Sometimes, even highly-compensated individuals may find it difficult to achieve long-term success when it comes to managing their personal finances. Although they may attain a comfortable level of income, their focus may be on career development, rather than on securing their financial future.
However, no matter what your income level, consider these seven steps to help you manage your personal finances:
- Pay yourself first. Transfer a set amount from your earnings to your savings each month.
- Reduce your debt. Avoid high finance charges by paying off credit card balances monthly, or use only cards offering low finance rates beyond the introductory period.
- Diversify your savings and investments. Develop a plan for your short- and long-term needs. Keep in mind your liquidity needs, risk tolerance, and time horizon.
- Take advantage of tax-saving benefits. If you qualify, contribute to an Individual Retirement Account (IRA) or workplace retirement plan. These vehicles offer potential tax benefits that can help enhance your retirement savings.

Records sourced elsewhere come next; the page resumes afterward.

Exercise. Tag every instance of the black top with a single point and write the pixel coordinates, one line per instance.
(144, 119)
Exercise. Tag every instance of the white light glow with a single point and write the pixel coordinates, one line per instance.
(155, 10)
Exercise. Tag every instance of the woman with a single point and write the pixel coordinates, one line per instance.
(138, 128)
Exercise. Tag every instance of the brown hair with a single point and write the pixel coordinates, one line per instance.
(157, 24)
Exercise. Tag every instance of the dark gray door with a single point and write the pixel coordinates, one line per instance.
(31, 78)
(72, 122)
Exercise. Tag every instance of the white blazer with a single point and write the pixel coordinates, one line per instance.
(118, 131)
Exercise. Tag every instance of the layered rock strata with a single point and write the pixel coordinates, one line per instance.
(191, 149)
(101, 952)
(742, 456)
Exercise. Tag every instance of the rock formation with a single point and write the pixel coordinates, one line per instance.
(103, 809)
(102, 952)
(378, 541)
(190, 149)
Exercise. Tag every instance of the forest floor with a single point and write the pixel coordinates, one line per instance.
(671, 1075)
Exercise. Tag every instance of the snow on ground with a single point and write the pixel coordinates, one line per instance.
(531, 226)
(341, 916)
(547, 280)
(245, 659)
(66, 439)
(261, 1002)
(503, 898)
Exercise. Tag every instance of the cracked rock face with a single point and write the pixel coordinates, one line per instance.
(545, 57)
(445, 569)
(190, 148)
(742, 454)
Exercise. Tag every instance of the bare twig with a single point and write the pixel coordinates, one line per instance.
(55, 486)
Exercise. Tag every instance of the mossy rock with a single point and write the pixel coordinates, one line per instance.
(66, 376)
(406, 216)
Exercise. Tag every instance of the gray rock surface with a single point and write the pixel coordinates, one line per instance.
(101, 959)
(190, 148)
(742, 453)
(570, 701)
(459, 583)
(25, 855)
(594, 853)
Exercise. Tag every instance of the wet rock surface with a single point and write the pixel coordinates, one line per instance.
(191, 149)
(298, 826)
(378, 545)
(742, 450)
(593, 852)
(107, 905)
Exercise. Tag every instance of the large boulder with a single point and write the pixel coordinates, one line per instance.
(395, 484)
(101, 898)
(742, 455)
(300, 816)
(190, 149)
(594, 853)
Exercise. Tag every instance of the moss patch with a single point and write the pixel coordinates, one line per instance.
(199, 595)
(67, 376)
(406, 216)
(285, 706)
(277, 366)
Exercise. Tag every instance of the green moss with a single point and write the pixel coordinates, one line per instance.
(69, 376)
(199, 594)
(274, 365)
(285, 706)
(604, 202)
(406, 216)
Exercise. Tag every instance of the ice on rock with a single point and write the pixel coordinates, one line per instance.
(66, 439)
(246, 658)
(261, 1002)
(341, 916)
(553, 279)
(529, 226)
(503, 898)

- Update your estate plan. Prepare advance directives, such as a durable power of attorney, living will, and health care proxy, and have your will and any trusts reviewed by a lawyer. It is important to note that a disabling illness or injury, or an untimely death, can occur at any age.
- Review your risk management program. Periodically review your life, health, and disability incomeinsurance needs, which will most likely change during various life stages. You may also want to consider your future long-term care (LTC) needs.
- Set long-term financial goals. Establish one-, three-, and ten-year goals. Evaluate your progress regularly and make appropriate adjustments to fulfill your overall objectives.
If you pay attention to these seven basic areas now, you may be well on your way to securing your financial future.